Каждый из прибывших был уже в возрасте. В лагерь Орды, положившись на законы гостеприимства, старики пашто приходили самостоятельно, где их сразу провожали к ханскому шатру (а там прибывших принимали в свои руки женщины‑туркан, наделяя и едой, и питьём).
Через какое‑то время, в лагере появилась и дочь хана туркан; достаточно молодая ещё девчонка, знающая, тем не менее, себе цену.
Видимо, прибывающим пуштунам был предоставлен шатёр самого хана туркан, поскольку и дочь хана, и её неизменный лысый охранник расположились прямо под открытым небом, предусмотрительно подстелив, правда, кошму.
Неожиданно, вслед за людьми пашто, прибывают и испрашивают разрешения присутствовать несколько представителей общины дари; помимо того, ещё Старшина ряда мясников; представители квартала кузнецов и ещё до двух десятков других уважаемых людей города.
Видимо, лагерь туркан к этому был готов, потому что всем прибывшим хватает и места, и угощения рядом с пуштунами.
Незримое напряжение отчасти висело поначалу в воздухе, но (слава Аллаху) зрелость присутствующих мужей была лучшей защитой от опрометчивости слов и поступков.

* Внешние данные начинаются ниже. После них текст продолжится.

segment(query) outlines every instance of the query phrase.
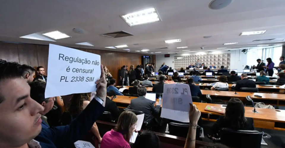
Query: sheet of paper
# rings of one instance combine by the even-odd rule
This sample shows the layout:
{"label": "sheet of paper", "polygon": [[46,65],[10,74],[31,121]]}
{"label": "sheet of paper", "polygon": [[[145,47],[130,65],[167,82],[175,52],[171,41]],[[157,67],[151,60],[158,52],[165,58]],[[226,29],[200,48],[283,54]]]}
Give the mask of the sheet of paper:
{"label": "sheet of paper", "polygon": [[[50,44],[45,98],[96,91],[100,55]],[[102,98],[103,99],[103,98]]]}
{"label": "sheet of paper", "polygon": [[136,132],[134,131],[133,132],[133,134],[132,135],[132,136],[131,137],[131,139],[130,140],[130,142],[133,143],[134,143],[134,142],[136,141],[136,139],[137,139],[137,135],[138,134],[139,134]]}
{"label": "sheet of paper", "polygon": [[145,95],[145,98],[155,102],[156,101],[156,94],[147,93]]}
{"label": "sheet of paper", "polygon": [[192,97],[189,85],[184,84],[164,85],[161,117],[189,122],[190,103]]}
{"label": "sheet of paper", "polygon": [[137,115],[137,125],[136,125],[136,130],[137,131],[140,131],[142,128],[142,126],[143,123],[143,119],[145,118],[145,114]]}
{"label": "sheet of paper", "polygon": [[95,148],[91,143],[87,141],[78,140],[74,142],[76,148]]}

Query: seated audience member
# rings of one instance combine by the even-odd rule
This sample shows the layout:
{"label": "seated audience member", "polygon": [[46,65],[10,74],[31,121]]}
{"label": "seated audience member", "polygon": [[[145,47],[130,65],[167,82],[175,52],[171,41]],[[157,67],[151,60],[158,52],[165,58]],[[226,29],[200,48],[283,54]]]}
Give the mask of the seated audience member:
{"label": "seated audience member", "polygon": [[152,82],[148,80],[148,75],[145,75],[144,76],[145,80],[142,82],[142,85],[145,87],[153,87]]}
{"label": "seated audience member", "polygon": [[169,69],[167,70],[167,71],[166,72],[166,74],[168,75],[168,72],[170,72],[171,73],[174,73],[174,70],[173,70],[173,69],[172,69],[172,67],[169,67]]}
{"label": "seated audience member", "polygon": [[129,88],[129,93],[130,94],[137,94],[137,88],[140,86],[140,80],[135,80],[134,81],[134,86],[132,89]]}
{"label": "seated audience member", "polygon": [[228,70],[227,69],[224,69],[224,66],[222,65],[221,66],[221,69],[219,69],[218,70],[218,73],[227,73]]}
{"label": "seated audience member", "polygon": [[212,65],[210,66],[210,68],[211,69],[216,69],[216,67],[214,66],[214,64],[212,64]]}
{"label": "seated audience member", "polygon": [[113,121],[116,121],[120,115],[120,111],[117,106],[117,104],[113,101],[113,100],[116,97],[115,91],[112,90],[109,91],[107,93],[106,103],[105,105],[105,111],[111,113],[112,120]]}
{"label": "seated audience member", "polygon": [[121,93],[119,91],[119,89],[115,87],[116,85],[116,80],[114,79],[112,79],[110,80],[110,85],[108,88],[107,88],[107,92],[113,90],[116,93],[116,94],[119,96],[123,96],[123,94]]}
{"label": "seated audience member", "polygon": [[241,80],[240,77],[236,75],[235,74],[235,71],[234,70],[231,71],[231,75],[228,76],[228,82],[232,82]]}
{"label": "seated audience member", "polygon": [[152,92],[156,93],[163,93],[163,88],[164,87],[164,81],[165,79],[163,76],[159,77],[159,82],[153,85]]}
{"label": "seated audience member", "polygon": [[194,66],[194,64],[191,63],[191,65],[189,65],[188,67],[189,67],[189,68],[193,68],[195,67],[195,66]]}
{"label": "seated audience member", "polygon": [[198,71],[193,72],[193,75],[191,76],[191,77],[194,80],[194,82],[202,82],[202,79],[199,76],[199,72]]}
{"label": "seated audience member", "polygon": [[285,84],[285,73],[279,73],[278,74],[279,78],[277,79],[276,85],[283,85]]}
{"label": "seated audience member", "polygon": [[174,73],[174,74],[173,74],[173,75],[172,76],[172,79],[177,80],[178,81],[181,80],[181,78],[179,76],[178,72],[176,71]]}
{"label": "seated audience member", "polygon": [[187,82],[190,87],[191,95],[192,96],[200,97],[202,96],[202,93],[200,89],[200,87],[197,86],[194,83],[194,80],[192,78],[189,78],[187,79]]}
{"label": "seated audience member", "polygon": [[36,70],[30,66],[23,64],[22,65],[22,76],[26,80],[28,84],[34,81],[34,76],[36,74]]}
{"label": "seated audience member", "polygon": [[166,78],[166,78],[166,76],[165,76],[165,75],[163,74],[163,73],[162,73],[162,71],[158,71],[158,75],[156,75],[156,80],[159,79],[159,78],[160,78],[160,77],[161,77],[161,76],[163,76],[164,77],[164,78],[165,79],[166,79]]}
{"label": "seated audience member", "polygon": [[259,72],[260,73],[260,76],[256,78],[256,82],[264,82],[266,84],[269,84],[269,78],[266,77],[266,73],[262,70]]}
{"label": "seated audience member", "polygon": [[219,77],[218,79],[219,81],[215,83],[213,86],[211,88],[211,90],[219,90],[229,89],[229,84],[227,83],[227,77],[224,75],[221,75]]}
{"label": "seated audience member", "polygon": [[[40,113],[44,109],[31,98],[30,87],[19,73],[20,65],[0,60],[0,147],[74,147],[74,143],[84,136],[104,112],[104,107],[97,101],[101,100],[98,98],[106,97],[107,83],[104,72],[101,75],[103,78],[96,82],[100,84],[97,98],[77,118],[68,126],[42,128]],[[104,71],[102,66],[101,70]]]}
{"label": "seated audience member", "polygon": [[158,117],[160,110],[160,105],[157,102],[155,107],[152,101],[145,98],[146,95],[146,88],[145,86],[141,86],[137,89],[138,98],[132,99],[131,104],[128,106],[128,108],[138,111],[142,111],[145,114],[144,120],[149,122],[152,120],[154,117]]}
{"label": "seated audience member", "polygon": [[220,116],[212,127],[212,136],[219,137],[219,131],[224,128],[234,130],[254,130],[253,119],[245,117],[244,112],[243,102],[239,99],[231,99],[226,108],[225,116]]}
{"label": "seated audience member", "polygon": [[247,78],[247,74],[243,73],[241,75],[241,80],[237,81],[236,86],[232,86],[232,89],[237,91],[240,90],[240,88],[256,88],[255,82],[252,80],[248,80]]}
{"label": "seated audience member", "polygon": [[166,81],[165,81],[164,83],[165,84],[175,84],[176,83],[173,81],[171,76],[170,75],[167,76],[167,79],[166,79]]}
{"label": "seated audience member", "polygon": [[130,139],[135,131],[137,118],[134,113],[124,111],[119,117],[115,129],[103,136],[100,148],[130,148]]}

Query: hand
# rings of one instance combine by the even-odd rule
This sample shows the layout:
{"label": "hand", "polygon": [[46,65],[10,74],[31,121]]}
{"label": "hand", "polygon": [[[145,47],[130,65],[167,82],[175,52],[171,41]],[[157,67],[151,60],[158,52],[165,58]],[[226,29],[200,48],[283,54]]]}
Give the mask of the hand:
{"label": "hand", "polygon": [[100,79],[97,80],[95,83],[97,84],[96,87],[97,88],[96,91],[96,95],[102,99],[106,98],[107,94],[107,81],[105,77],[103,65],[101,65],[101,76]]}
{"label": "hand", "polygon": [[189,121],[192,125],[197,125],[201,112],[198,110],[196,105],[190,104],[190,111],[189,111]]}

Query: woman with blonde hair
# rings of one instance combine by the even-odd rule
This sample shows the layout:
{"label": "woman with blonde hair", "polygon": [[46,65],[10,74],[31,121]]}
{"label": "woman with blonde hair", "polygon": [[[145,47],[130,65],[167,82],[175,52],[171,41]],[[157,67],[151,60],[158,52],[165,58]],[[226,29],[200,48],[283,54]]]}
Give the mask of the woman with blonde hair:
{"label": "woman with blonde hair", "polygon": [[130,139],[135,131],[137,118],[132,112],[124,111],[119,117],[117,126],[103,136],[101,148],[130,148]]}

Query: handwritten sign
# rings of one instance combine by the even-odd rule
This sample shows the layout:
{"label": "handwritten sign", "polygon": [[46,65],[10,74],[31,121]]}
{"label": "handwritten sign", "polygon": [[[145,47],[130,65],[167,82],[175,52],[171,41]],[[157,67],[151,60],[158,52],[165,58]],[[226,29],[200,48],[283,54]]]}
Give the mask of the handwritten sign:
{"label": "handwritten sign", "polygon": [[87,141],[78,140],[74,142],[76,148],[95,148],[91,143]]}
{"label": "handwritten sign", "polygon": [[189,104],[192,103],[192,97],[189,86],[183,84],[165,84],[162,101],[161,117],[189,122]]}
{"label": "handwritten sign", "polygon": [[50,44],[46,98],[96,91],[101,74],[99,55]]}

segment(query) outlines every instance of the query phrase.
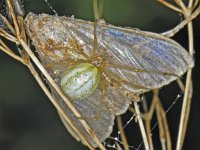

После пяти человек из горных кланов, от пашто прибыло сразу четыре человека из Гильзаев, которые, кажется, заранее встретились между собой где‑то в городе. Потому что в лагере Орды они появились вместе, о чём‑то переговариваясь.
И в завершении, трое человек из разных родов каума Дуррани, присоединившись к соплеменникам, предложили больше никого не ждать: сам пленник уже около полутора часов сидел на земле, охраняемый двумя десятками доставивших его туркан (и бросал нечитаемые взгляды на соплеменников‑пашто, задерживая подолгу взгляд на представителях горных кланов).